Lorsqu’on lui demande pourquoi il n’y a pas d’indicateurs de santé publique pour rapporter ces aliments pour empêcher la France d’atteindre les chiffres observés aux États-Unis, Bernard Srour explique « La recherche sur les produits ultra-transformés est assez récente et il est nécessaire d’avoir une extrapolation opérationnelle de la classification Nova [lire l’encadré ci-dessous] avant qu’il ne puisse être utilisé par les consommateurs et les fabricants, en plus des recommandations nutritionnelles et des logos actuellement disponibles. Cette classification, également utilisée dans l’étude américaine, a été élaborée à des fins de recherche.

Cependant, le chercheur souligne que grâce au Nutri-Score il est possible d’identifier une partie des aliments ultra-transformés. 86 % des produits portant le label électronique sont des produits hautement transformés.

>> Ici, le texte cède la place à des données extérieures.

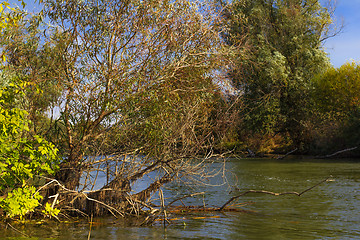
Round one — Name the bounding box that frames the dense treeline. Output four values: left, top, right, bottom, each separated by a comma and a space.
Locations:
0, 0, 360, 220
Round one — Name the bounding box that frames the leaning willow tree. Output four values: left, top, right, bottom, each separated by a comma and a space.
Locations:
43, 0, 228, 217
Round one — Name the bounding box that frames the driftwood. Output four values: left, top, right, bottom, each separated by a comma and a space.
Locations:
316, 147, 358, 158
217, 176, 332, 211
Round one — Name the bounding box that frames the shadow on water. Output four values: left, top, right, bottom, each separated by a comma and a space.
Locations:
0, 159, 360, 240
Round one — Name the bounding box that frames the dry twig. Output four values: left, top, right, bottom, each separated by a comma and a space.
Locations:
218, 176, 332, 211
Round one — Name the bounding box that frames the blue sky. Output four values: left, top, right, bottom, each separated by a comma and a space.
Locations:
324, 0, 360, 67
9, 0, 360, 67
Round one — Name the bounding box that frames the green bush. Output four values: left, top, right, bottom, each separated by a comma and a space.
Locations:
0, 84, 58, 218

Nova et Nutri-Score, deux classements complémentaires

Crédit Nova et Nutriscore : Nova/ Nutriscore
Nova est une classification des aliments basée sur leur transformation, tandis que le Nutri-Score le classe en fonction de sa valeur nutritionnelle. La classification Nova a d’abord été développée comme outil de recherche lorsque le Nutri-Score a été développé pour informer les consommateurs. Nova classe les aliments en quatre groupes : Le groupe 1 comprend les aliments non transformés ou peu transformés (fruits, légumes, viande, œufs, lait). Le groupe 2 comprend les ingrédients nécessaires à la cuisson, tels que le sucre, les huiles et le beurre. Le groupe 3 comprend les aliments transformés (légumes et poisson en conserve, pain, confiture). Le groupe 4 comprend les aliments ultra-transformés, pour la plupart pauvres en protéines et en fibres et riches en sel, sucre et matières grasses, qui ont subi une transformation industrielle. Le Nutri-Score est basé sur un code couleur doublé d’une lettre (de A/vert “bon” à E/rouge “limité”). La lettre et la couleur sont attribuées à un aliment en fonction de quatre éléments : l’apport calorique pour 100g, la teneur en sucres simples, en graisses saturées et en sel. Ce classement est pondéré en fonction des éléments notés positivement tels que la teneur en fibres, fruits, légumes et protéines.